Alessandro looked at her. For someone who must be churning up inside, she appeared remarkably calm. In fact, for someone who was perfectly happy to be swept along on an emotional tide, she seemed to be handling the situation with a lot of sang froid.

The taxi pulled up outside his house.

‘Okay,’ he said, opening his front door and standing back to let her walk past him. ‘You’ve had time to try and work out whatever speech you’ve got prepared…’ Alessandro slammed the door behind him and stayed where he was, leaning against it and watching her. ‘So what’s this talk about? Anything to do with those female problems you mentioned, by any chance?’

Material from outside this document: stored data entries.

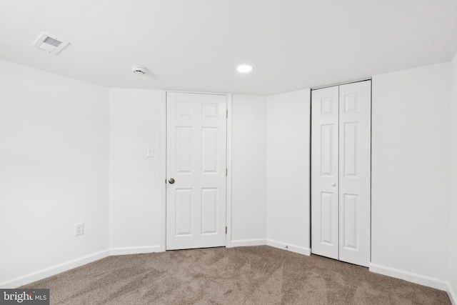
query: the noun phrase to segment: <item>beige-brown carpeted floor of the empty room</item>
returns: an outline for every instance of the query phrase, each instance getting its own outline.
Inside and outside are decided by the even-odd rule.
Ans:
[[[451,304],[446,292],[270,246],[110,256],[22,288],[51,304]]]

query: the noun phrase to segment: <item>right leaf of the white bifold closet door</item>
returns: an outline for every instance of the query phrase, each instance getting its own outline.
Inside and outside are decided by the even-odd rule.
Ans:
[[[371,81],[339,86],[339,259],[368,266]]]

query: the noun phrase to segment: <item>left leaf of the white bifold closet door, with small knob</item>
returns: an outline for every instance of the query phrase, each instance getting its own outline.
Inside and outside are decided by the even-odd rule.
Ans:
[[[338,259],[338,86],[311,96],[311,249]]]

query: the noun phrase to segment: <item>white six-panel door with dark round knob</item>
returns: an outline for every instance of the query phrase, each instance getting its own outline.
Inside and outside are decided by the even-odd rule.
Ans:
[[[167,93],[166,249],[225,246],[225,95]]]

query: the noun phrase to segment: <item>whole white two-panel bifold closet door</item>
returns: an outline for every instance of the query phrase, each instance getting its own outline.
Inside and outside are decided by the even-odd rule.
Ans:
[[[370,261],[371,81],[312,92],[311,251]]]

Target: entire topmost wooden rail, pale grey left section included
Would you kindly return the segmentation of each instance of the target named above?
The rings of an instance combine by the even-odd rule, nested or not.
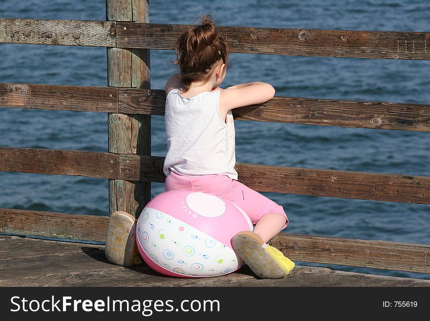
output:
[[[0,19],[0,43],[173,50],[183,24]],[[430,59],[429,32],[218,26],[230,52],[318,57]]]

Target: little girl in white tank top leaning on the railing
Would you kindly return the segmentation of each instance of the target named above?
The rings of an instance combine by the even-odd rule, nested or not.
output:
[[[262,82],[219,87],[229,53],[210,15],[183,32],[175,49],[173,64],[179,65],[180,73],[165,86],[165,191],[209,193],[236,204],[255,225],[253,232],[232,238],[237,255],[258,277],[283,278],[295,263],[266,242],[288,225],[288,218],[282,206],[237,181],[231,110],[264,103],[273,98],[275,89]]]

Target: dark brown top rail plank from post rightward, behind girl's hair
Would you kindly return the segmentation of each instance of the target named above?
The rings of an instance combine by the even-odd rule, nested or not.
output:
[[[174,50],[189,25],[118,22],[117,47]],[[217,26],[230,52],[292,56],[430,59],[429,32]]]

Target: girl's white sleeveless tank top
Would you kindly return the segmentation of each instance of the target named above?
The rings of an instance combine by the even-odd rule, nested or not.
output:
[[[237,180],[235,123],[232,111],[227,123],[219,115],[221,90],[183,97],[178,88],[166,97],[167,155],[163,171],[187,176],[227,175]]]

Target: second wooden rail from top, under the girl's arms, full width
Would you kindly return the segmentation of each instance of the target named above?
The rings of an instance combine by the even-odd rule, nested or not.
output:
[[[1,84],[0,107],[164,115],[158,89]],[[430,105],[276,96],[233,109],[236,120],[430,131]]]

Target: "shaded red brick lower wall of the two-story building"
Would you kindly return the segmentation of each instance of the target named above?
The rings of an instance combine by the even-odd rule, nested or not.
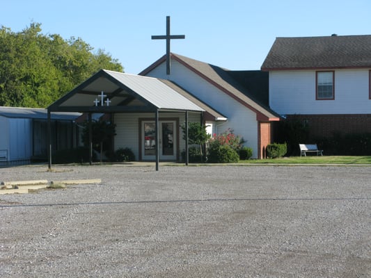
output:
[[[333,133],[371,133],[371,114],[288,115],[308,124],[310,138],[331,137]]]

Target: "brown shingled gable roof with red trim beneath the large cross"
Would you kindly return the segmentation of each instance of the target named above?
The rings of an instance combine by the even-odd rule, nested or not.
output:
[[[198,60],[194,60],[179,54],[171,53],[171,58],[177,60],[185,67],[187,67],[192,72],[195,72],[205,81],[211,83],[219,90],[225,92],[227,95],[239,101],[242,105],[251,109],[257,115],[257,119],[261,121],[276,121],[280,119],[280,116],[272,111],[270,108],[264,104],[260,104],[259,101],[253,99],[251,93],[246,90],[246,87],[239,83],[236,79],[228,73],[229,71],[218,67],[216,65],[211,65],[208,63],[203,63]],[[162,56],[155,63],[150,65],[140,75],[145,75],[151,72],[155,67],[164,63],[166,61],[166,56]]]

On her way to the sitting room, Megan stopped in her tracks and turned to face him.

‘What do you mean?’

‘You know what I mean. I wasn’t born yesterday, Megan. You’re pregnant, aren’t you?’

After the ensuing silence, during which Megan tried to gather her scattered wits and not burst into laughter at his wild, inaccurate deduction, Alessandro continued calmly.

‘I don’t know how it’s happened, but it has, and now you’re trying to work out how to break the news.’

‘Oh, right. Is that what I’m doing? And how would you suggest I go about it?’ Megan’s voice was cool and level. He imagined she was pregnant? That, she thought, would have been one complication too far, and she was mightily relieved that she didn’t have to deal with it.

Alessandro was a little unsettled by that response. Not a flicker of emotion had crossed her face. ‘Just come right out and confess,’ he advised. ‘You can’t skirt round a pregnancy.’

‘And how will you react?’ Megan tried to tear herself away from a pointless conversation about a non-existent situation. But it was tempting to buy time, and even more tempting to try and find out what he might have felt had he been confronted with a pregnant lover.

Part of her knew that she was just shoring up that little twig of hope, building herself a little fantasy that maybe, in a situation like that, he might suddenly be overwhelmed by need and love and race to her side in a supportive way. He wouldn’t.

‘It doesn’t matter,’ she told him in an icy voice. ‘I’m not pregnant, so you can stop worrying.’